I didn’t choose my job; my parents chose it for me. My sister was already working, she had arranged for me to get a job with her. In preparation for my first day, my mother told me what a state I was. My hair was a mess, needed cutting and I was a dirty spotty, bitch. Whilst this was true, it was down to the fact I didn’t have the confidence to go to the hairdressers, because firstly I didn’t know what to say and secondly because when I am nervous, I did not have the ability to speak. So, my sister tied my hair up, in a fashion that I hated, it was way too girly for me and made me feel so uncomfortable.
We arrived at work and my heart was pounding so much, I am surprised it didn’t burst right out of my chest. My sister introduced me to my new colleagues, my mouth opened but nothing came out of my mouth, predominantly because I was so nervous, no words could form in my head. For approximately three months I didn’t speak, people would ask me questions and I would literally ignore them. Luckily for me, I could engage with the customers as I served them at the till.

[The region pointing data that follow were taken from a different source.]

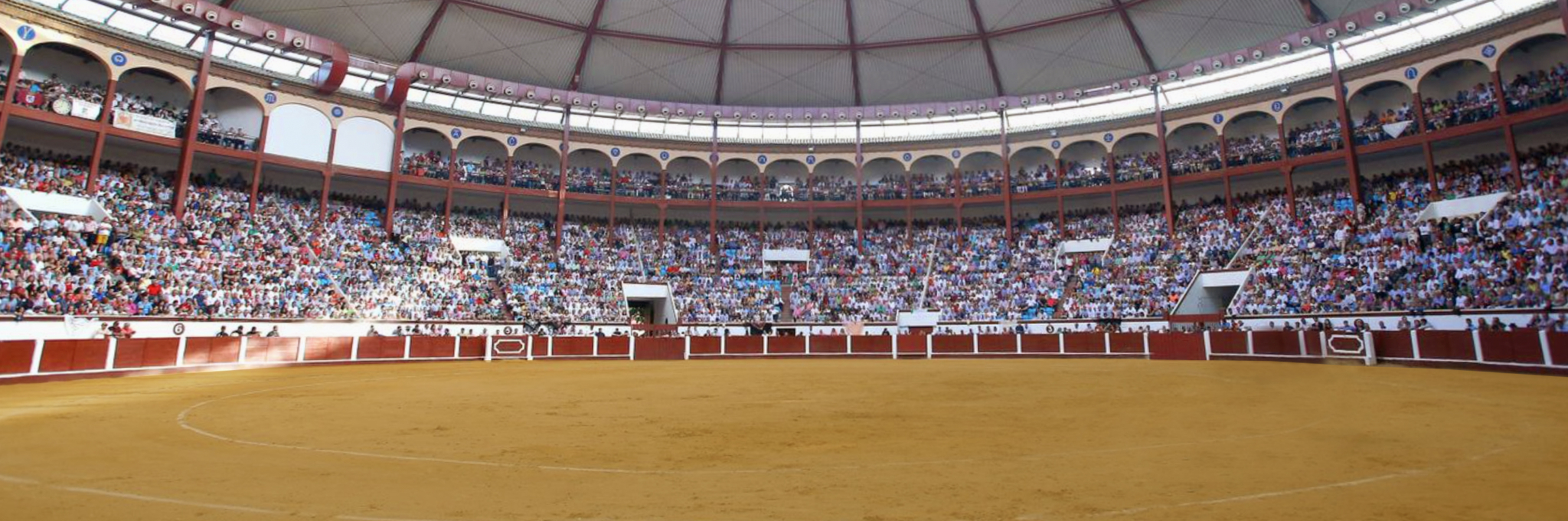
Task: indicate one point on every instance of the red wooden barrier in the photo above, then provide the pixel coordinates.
(706, 344)
(1446, 346)
(1041, 344)
(320, 349)
(998, 342)
(1230, 342)
(380, 347)
(74, 355)
(788, 344)
(1126, 342)
(131, 353)
(471, 347)
(827, 344)
(1084, 342)
(1272, 342)
(272, 350)
(16, 356)
(872, 344)
(1518, 347)
(952, 344)
(432, 347)
(615, 346)
(661, 349)
(1174, 346)
(568, 346)
(1393, 344)
(743, 346)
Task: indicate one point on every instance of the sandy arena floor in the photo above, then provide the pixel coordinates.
(791, 440)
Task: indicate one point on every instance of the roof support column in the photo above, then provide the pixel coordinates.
(191, 126)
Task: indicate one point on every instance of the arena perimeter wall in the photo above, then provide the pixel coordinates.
(1537, 352)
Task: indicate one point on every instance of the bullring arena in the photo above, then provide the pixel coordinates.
(761, 259)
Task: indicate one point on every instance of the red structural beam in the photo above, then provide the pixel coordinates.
(1137, 40)
(430, 28)
(582, 52)
(851, 46)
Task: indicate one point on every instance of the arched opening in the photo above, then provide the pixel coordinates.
(1382, 112)
(835, 181)
(932, 178)
(535, 167)
(1459, 93)
(426, 154)
(152, 103)
(887, 179)
(1034, 170)
(785, 181)
(1084, 165)
(589, 173)
(1252, 139)
(1194, 148)
(482, 160)
(737, 181)
(1315, 127)
(637, 176)
(1534, 73)
(231, 118)
(1137, 157)
(982, 175)
(689, 179)
(64, 79)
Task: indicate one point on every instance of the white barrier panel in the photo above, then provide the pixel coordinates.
(477, 244)
(55, 203)
(1089, 245)
(1462, 208)
(786, 256)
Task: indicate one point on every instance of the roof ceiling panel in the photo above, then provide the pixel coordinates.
(878, 21)
(1008, 13)
(618, 67)
(496, 46)
(788, 22)
(695, 19)
(788, 79)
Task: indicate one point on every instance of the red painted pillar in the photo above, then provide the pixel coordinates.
(7, 106)
(1346, 131)
(1165, 162)
(1508, 129)
(191, 126)
(256, 167)
(1007, 182)
(560, 185)
(397, 169)
(103, 133)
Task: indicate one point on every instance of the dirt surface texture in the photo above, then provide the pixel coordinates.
(844, 440)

The negative voice appeared
When I finally started speaking to my colleagues is when I think the negative voice first became apparent in my head. Whenever I spoke, whatever came out of my mouth was wholly inadequate or stupid. I would go home and ridicule myself for being such an idiot.

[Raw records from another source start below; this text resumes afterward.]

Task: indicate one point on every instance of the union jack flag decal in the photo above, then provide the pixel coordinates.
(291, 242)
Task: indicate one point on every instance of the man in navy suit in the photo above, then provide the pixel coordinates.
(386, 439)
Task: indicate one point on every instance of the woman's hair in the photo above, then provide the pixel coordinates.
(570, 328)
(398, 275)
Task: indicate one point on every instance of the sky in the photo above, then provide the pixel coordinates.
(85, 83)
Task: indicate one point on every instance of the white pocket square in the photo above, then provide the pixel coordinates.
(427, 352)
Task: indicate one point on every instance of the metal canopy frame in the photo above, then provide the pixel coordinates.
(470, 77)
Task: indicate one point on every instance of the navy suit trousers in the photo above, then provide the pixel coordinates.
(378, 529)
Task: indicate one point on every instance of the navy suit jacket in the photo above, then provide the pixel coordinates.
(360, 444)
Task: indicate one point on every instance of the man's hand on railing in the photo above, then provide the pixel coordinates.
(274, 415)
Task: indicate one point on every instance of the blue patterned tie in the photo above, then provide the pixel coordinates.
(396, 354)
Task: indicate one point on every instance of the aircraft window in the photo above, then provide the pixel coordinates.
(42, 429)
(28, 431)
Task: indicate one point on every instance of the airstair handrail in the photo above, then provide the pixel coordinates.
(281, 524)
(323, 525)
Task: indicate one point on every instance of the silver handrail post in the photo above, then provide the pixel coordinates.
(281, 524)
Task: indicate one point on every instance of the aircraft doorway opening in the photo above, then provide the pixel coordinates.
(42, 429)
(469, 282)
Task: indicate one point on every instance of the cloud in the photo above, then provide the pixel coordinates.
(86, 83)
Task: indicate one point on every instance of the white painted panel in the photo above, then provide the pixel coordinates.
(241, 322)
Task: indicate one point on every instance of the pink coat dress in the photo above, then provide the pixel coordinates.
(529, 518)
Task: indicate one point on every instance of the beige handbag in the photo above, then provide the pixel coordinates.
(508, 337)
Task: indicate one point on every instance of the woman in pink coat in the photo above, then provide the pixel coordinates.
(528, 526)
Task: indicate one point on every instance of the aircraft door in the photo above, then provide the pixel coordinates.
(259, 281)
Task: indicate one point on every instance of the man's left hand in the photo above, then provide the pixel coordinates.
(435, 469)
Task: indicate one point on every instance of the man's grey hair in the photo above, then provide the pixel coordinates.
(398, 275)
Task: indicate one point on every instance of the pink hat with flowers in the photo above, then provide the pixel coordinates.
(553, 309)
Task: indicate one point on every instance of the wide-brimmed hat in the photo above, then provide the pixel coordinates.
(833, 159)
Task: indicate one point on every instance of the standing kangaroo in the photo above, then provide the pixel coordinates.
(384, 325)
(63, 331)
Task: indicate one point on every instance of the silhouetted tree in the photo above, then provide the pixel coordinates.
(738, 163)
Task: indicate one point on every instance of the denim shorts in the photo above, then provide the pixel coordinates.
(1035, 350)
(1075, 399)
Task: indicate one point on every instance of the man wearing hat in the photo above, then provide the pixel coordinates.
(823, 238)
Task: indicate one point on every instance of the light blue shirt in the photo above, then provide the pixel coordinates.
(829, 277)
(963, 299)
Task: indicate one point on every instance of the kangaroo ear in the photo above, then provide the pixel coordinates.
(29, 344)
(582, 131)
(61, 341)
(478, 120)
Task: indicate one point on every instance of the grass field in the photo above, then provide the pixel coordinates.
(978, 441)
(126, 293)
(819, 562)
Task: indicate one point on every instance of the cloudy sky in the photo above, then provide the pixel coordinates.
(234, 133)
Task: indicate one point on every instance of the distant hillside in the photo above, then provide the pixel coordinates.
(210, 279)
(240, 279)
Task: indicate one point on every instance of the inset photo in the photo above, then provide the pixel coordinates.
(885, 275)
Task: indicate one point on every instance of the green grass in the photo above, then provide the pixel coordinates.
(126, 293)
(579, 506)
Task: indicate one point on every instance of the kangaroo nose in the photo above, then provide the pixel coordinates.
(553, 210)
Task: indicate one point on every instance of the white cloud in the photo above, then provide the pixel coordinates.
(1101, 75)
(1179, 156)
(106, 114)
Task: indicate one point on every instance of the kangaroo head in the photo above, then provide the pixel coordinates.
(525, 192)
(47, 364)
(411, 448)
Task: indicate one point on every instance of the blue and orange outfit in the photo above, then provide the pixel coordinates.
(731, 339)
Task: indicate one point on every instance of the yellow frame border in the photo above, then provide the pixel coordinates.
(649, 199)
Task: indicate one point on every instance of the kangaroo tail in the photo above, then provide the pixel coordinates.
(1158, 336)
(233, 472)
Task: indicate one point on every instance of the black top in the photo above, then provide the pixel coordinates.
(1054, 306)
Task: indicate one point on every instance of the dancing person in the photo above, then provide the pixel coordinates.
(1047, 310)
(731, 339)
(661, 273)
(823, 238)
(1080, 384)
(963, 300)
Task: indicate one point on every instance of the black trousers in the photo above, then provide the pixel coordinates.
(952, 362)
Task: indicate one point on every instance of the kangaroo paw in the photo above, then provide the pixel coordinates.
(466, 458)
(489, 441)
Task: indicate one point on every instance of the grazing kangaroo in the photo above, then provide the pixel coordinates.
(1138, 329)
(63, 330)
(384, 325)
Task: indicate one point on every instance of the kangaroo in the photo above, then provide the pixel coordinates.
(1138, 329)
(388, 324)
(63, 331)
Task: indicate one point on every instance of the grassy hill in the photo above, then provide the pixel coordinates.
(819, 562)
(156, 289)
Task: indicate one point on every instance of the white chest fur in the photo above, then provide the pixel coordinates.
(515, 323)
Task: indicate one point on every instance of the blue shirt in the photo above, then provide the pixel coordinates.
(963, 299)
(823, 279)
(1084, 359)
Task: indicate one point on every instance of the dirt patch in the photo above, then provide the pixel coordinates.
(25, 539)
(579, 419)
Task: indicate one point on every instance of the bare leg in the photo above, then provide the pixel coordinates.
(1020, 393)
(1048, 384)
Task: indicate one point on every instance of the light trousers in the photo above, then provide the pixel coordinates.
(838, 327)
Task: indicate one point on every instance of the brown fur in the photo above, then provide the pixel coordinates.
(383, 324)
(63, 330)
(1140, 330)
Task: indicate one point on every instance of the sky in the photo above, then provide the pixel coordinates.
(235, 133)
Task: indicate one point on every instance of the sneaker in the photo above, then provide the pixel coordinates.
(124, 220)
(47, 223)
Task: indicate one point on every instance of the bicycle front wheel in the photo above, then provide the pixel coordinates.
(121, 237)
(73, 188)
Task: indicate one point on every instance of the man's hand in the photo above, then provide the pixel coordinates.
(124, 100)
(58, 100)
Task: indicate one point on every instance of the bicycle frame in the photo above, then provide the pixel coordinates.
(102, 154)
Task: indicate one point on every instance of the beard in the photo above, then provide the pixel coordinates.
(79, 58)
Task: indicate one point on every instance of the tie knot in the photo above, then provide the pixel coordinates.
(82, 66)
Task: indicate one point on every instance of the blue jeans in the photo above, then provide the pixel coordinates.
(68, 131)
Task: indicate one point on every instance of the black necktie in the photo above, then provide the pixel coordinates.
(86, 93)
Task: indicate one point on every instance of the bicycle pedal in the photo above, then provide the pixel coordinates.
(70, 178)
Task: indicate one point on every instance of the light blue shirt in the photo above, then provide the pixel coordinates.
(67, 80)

I quickly realised that work was like everywhere else – home and school – I didn’t fit in. The ladies were all girly, with their hair and makeup neatly in place. The men were loud and boisterous. The workplace was full of flirting and nights at the pub. But I didn’t fit in. I was ugly and stupid. If I went to the pub, I would tell myself how boring I was, no one wanted to talk to me. So I never went out and socialised, which made me feel even more lonely and isolated, when they were chatting about the night before.

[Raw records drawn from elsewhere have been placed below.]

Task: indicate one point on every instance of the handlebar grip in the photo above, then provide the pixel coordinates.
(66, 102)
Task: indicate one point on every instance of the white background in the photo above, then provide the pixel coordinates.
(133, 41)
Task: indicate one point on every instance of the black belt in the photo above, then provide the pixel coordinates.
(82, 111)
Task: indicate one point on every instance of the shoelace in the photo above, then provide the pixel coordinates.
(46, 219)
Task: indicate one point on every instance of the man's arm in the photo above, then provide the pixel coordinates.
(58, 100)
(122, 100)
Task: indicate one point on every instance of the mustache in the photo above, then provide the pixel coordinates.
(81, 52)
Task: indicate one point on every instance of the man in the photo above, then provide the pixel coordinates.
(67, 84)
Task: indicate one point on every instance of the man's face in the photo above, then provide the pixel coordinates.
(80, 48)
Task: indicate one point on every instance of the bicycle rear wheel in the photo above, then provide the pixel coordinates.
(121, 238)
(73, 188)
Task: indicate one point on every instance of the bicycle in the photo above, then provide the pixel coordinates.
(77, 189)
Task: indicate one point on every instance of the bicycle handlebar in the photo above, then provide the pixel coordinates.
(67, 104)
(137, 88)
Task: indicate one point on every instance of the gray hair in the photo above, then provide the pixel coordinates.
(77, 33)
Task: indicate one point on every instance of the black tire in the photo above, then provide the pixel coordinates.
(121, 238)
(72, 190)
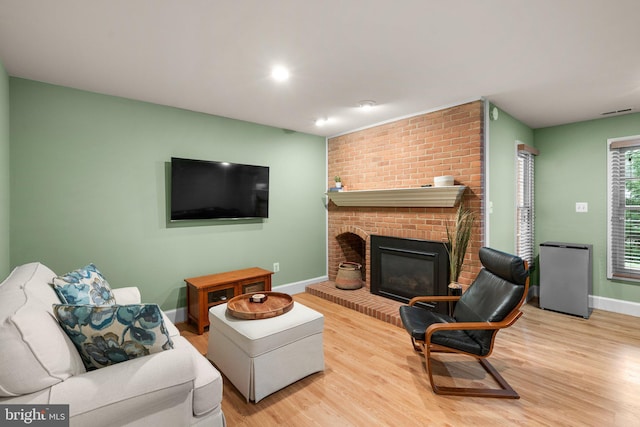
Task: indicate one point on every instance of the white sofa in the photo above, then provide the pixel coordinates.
(40, 365)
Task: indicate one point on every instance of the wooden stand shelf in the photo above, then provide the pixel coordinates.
(204, 292)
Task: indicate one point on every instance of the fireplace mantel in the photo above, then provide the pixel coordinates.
(423, 197)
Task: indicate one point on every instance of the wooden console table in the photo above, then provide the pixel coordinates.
(204, 292)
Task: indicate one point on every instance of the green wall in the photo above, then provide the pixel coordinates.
(4, 173)
(503, 134)
(89, 184)
(572, 167)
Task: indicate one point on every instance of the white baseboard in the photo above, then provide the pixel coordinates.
(299, 287)
(615, 305)
(179, 315)
(602, 303)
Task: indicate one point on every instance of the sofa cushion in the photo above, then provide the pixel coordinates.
(29, 332)
(105, 335)
(85, 285)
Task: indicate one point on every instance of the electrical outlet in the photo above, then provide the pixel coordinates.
(582, 207)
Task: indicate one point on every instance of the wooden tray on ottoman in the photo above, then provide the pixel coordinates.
(277, 303)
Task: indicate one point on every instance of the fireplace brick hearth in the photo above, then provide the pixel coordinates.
(360, 300)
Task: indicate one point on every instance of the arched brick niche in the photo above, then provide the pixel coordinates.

The one benefit of my job, was that it was easy to get hold of a stanley knife. When how I felt got too much for me, I would purchase a new knife, they are so much better, sharper when they are new. I would go home, wait to have time on my own in my bedroom and I would slice my arms and legs with the knife. It was the only time I ever got relief from the noise in my head. I was sixteen and depression was setting in. Because I was so quiet and shy, of course I never spoke to anyone about how I felt.